I never really accepted that kind of argumentation when engaging in debates with apologists regarding the problem of evil and I can't accept it here.

The problem is that, for basically everything, the Republican response has been to take money out of the hands of ordinary Americans and put it into the hands of the wealthy. At what point does uttering PRATTs like "tax cuts will stimulate the economy" and the equivalents for the minimum wage "raising minimum wages hurt workers" and "if the minimum wage was lower more people would have jobs because businesses could afford to hire you" mean that if the person is not malicious then they are ignorant or stupid?

To assume that experienced people, the heads of nationwide orgs, congresspeople, senators, governors, and the President himself are arguing for these kinds of things in good faith means assuming that they're fucking idiots.
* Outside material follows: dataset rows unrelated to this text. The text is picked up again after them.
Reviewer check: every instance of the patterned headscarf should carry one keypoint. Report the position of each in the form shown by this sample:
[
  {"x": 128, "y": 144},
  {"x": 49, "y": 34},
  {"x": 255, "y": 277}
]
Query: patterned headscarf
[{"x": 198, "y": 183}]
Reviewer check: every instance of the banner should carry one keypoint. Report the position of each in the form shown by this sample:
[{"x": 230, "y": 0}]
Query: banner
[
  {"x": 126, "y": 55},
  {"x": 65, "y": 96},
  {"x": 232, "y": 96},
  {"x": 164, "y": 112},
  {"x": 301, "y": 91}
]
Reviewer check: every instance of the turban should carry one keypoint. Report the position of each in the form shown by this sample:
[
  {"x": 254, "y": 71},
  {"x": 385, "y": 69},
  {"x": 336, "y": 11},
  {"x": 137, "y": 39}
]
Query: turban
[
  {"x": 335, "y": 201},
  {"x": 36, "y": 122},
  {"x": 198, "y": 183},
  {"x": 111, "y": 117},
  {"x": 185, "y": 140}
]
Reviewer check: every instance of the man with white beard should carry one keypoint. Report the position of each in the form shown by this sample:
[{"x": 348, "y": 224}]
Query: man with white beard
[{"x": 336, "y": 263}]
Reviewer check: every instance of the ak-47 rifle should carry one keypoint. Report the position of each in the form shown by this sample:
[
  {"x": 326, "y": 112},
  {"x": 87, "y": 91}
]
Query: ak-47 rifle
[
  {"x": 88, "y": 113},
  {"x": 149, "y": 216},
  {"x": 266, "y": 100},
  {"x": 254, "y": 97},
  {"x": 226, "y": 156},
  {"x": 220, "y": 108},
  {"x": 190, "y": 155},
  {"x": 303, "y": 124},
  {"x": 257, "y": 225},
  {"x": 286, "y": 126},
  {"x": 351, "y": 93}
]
The Rank and File isn't whats driving this. It's coming from the people at the top. The people in the know. Mitch McConnell knows that tens of millions of people are going to lose healthcare if he gets that bill through. Many people will die as a result. Mitch McConnell is aware of this.

Which side of the "conniving v stupid" line do you think the most powerful man in the senate, the longest serving senator in his states history, falls more closely?
 
Assuming you have evidence of prices rising (you don't, obviously, but let's just pretend for a few minutes that you do), how does this demonstrate that the "numbers don't work" as you put it? Seems to me they work just fine since businesses are finding ways to compensate for the rising wages.

This is just wishful thinking.

If a business can reduce costs without harming the product they do so whether or not costs are going up.

Note the bolded part, which begs the question: "Can they?"